The International Energy Agency cut forecasts for global oil demand growth in 2018 as the highest prices in three years put a brake on consumption.
“The recent jump in oil prices will take its toll,” said the Paris-based agency, which advises most major economies on energy policy. Crude has climbed 17% this year, trading near $78 a barrel in London yesterday.
Opec and its allies have finally succeeded in their 16-month campaign to clear a global oil glut, with inventories falling below their five-year average for the first time since 2014, the agency said. Markets are set to tighten further as output sinks in Venezuela and the US re-imposes sanctions on Iran. Yet the resulting price rally, while giving financial relief to producers, appears to be backfiring.
Besides lowering its demand outlook, stronger prices also prompted the IEA to increase estimates for supply from Opec’s rivals, particularly the US Production outside the Organization of Petroleum Exporting Countries will grow by 1.87mn bpd this year, or 85,000 a day more than previously thought.
The agency trimmed its 2018 world demand growth projection by 40,000 bpd to 1.4mn a day, projecting total consumption at 99.2mn bpd. Although the global economy remains robust, oil prices have surged about 75% since last June, and “it would be extraordinary if such a large jump did not affect demand growth,” the IEA said. The “effect of higher prices should in particular become apparent in gasoline demand in the next few months,” it said.
Developing nations are especially sensitive to crude’s rally after many of them phased out fuel subsidies when prices were lower, the agency added.
The biggest unknown for the oil market now is the impact of US sanctions on Iran, which are being reimposed after President Donald Trump abandoned an international nuclear accord with the country, the world’s fifth-largest oil exporter.
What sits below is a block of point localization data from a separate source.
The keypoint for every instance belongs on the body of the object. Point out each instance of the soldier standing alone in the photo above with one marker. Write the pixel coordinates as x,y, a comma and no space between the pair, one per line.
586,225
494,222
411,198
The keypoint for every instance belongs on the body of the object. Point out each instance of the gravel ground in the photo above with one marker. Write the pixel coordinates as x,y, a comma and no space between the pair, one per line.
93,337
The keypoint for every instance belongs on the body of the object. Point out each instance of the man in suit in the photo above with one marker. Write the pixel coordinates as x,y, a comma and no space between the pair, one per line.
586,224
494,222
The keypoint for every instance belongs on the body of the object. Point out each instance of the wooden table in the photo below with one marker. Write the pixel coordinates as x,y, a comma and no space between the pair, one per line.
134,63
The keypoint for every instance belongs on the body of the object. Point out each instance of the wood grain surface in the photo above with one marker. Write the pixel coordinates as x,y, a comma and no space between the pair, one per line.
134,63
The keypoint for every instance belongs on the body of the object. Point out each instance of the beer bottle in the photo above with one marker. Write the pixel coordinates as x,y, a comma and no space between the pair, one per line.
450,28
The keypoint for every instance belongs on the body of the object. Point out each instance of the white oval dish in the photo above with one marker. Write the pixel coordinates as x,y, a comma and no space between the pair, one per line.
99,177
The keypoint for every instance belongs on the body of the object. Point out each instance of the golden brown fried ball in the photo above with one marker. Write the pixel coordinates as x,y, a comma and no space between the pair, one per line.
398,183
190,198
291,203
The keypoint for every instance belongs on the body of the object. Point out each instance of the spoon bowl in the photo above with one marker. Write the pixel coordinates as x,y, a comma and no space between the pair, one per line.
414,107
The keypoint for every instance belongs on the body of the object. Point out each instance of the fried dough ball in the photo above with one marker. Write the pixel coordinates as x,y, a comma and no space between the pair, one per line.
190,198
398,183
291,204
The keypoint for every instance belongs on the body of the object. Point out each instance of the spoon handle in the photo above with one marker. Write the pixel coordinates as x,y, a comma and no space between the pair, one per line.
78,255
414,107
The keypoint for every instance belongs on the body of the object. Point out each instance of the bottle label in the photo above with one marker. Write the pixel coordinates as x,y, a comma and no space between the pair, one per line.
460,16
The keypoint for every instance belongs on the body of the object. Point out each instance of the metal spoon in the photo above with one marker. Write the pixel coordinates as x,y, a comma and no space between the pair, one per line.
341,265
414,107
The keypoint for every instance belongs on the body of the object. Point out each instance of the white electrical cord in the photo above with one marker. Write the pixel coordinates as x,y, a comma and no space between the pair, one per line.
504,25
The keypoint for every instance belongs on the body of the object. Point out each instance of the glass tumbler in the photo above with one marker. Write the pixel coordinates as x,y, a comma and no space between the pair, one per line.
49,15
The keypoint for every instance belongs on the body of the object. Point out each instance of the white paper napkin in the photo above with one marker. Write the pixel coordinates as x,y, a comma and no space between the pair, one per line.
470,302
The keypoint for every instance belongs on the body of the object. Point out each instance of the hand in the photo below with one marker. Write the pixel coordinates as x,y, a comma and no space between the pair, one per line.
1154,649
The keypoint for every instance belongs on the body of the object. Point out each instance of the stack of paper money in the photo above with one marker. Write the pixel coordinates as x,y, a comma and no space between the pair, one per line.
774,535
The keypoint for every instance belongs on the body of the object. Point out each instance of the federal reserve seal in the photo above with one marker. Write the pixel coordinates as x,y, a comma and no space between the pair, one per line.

While it’s “too soon to say what will happen this time,” the agency said, Iran’s fellow Opec members could fill the gap because their pact to restrain supply leaves them with spare production capacity.
Opec’s Gulf producers and Russia have about 1.3mn bpd of output idle, more than the 1.2mn bpd of Iranian exports that were lost when sanctions were previously imposed in 2012, according to the report.